The center oversees The Ralph W. Voorhees Program in Public Service Fellowships, awarded annually to students who have chosen to focus their academic pursuits on civically-engaged learning through research projects in community development and planning, community-based education, entrepreneurship, housing, public transportation, public health or public policy. The program is open to undergraduate applicants from any major in any school at Rutgers. Students work on research projects in partnership with community organizations, simultaneously building community capacity and contributing to the intellectual life of the university.
A senior vice president for investments at Paine Webber, Mr. Voorhees was named to the prestigious Paine Webber Chairman’s Club and was selected by Registered Representative magazine as one of 20 outstanding brokers of 1983. He retired in 2001 after 45 years in the brokerage business. His civic involvement began in 1958 after he was elected a councilman in Highland Park, where he lived for most of his life. Mr. Voorhees’ community memberships have included serving as a member of ASA Holdings Inc.’s Board of Directors, and as chairman of the boards of the United Way of Central New Jersey, Family Counseling Services of Middlesex County, the Robert Wood Johnson University Hospital, and the New Brunswick Cultural Center.

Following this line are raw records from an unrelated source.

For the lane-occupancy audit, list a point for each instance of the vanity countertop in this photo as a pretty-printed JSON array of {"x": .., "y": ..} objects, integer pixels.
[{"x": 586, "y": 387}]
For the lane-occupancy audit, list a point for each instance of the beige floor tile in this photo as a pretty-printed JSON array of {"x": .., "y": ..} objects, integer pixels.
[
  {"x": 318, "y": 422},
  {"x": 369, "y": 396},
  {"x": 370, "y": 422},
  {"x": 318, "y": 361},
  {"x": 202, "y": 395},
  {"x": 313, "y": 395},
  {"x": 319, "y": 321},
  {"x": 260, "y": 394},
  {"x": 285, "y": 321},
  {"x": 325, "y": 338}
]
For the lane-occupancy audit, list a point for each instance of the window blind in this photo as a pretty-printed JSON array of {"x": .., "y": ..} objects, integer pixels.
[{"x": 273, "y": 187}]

At Rutgers, he chaired the University Foundation’s Board of Overseers, served on the President’s Council Fundraising Committee, and co-chaired the 25th Anniversary of the Jane Voorhees Zimmerli Art Museum.

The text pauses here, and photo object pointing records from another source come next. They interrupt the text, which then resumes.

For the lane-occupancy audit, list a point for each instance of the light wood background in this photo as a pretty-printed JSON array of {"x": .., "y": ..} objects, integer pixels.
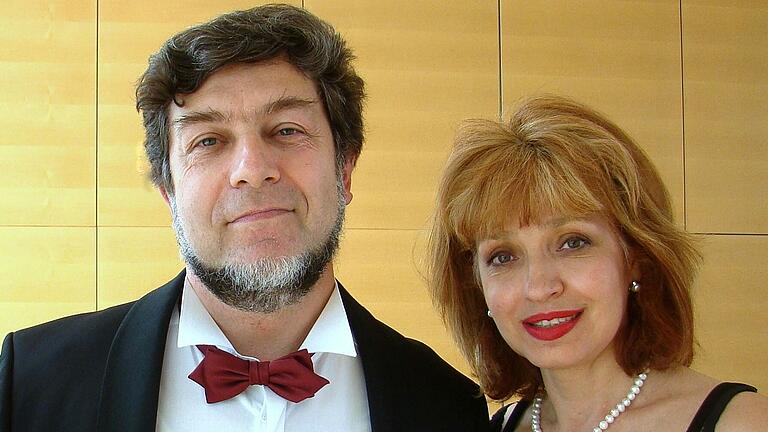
[{"x": 81, "y": 229}]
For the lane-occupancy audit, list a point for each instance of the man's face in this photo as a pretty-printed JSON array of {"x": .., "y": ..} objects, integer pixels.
[{"x": 253, "y": 163}]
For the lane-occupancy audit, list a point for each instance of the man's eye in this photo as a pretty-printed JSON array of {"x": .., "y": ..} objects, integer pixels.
[
  {"x": 574, "y": 243},
  {"x": 287, "y": 131},
  {"x": 207, "y": 142}
]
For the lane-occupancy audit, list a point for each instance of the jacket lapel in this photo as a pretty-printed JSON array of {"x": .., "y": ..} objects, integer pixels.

His efforts earned him widespread recognition both in New Jersey and nationwide. He was among the first to be honored by President Reagan with the U.S. Presidential Recognition Award for volunteerism in 1983. For his dedication to Rutgers, the Rutgers Alumni Association named him a Loyal Son in 1984, he was honored by the Rutgers University Alumni Federation with a Meritorious Service Award in 1994, and was inducted into the Rutgers Hall of Distinguished Alumni in 1996.
Mr. Voorhees also was a trustee of Voorhees College, a historically black college in Denmark, South Carolina, founded with seed money from his great uncle and great aunt, where he received the Keeper of the Flame Award for continuing his family’s legacy of supporting the college. He was the recipient of the Torch of Liberty Award for Community Service from the B’nai B’rith Anti-Defamation League, and the Distinguished Service award from the Melvyn H. Motolinsky Research Foundation, one of a few recipients outside the medical and scientific community.
Born in New Brunswick on May 4, 1926, Mr. Voorhees attended Rutgers College and graduated Phi Beta Kappa. Despite being blind in one eye from a childhood accident, he played football, baseball, and—for one season—basketball. For many decades, he was the only Rutgers pitcher to have beaten Princeton University twice in a season.
His wife, Barbara Beiser Voorhees, predeceases Mr. Voorhees. He is survived by a stepbrother, Fred Zimmerli of Telford, PA; four children, Judy Voorhees of Poolesville, MD, Mark Voorhees of South Orange, NJ, Jane Voorhees of Princeton, NJ, and Alan Voorhees of Madison, NJ; and 15 grandchildren, who all know “On the Banks of the Old Raritan.”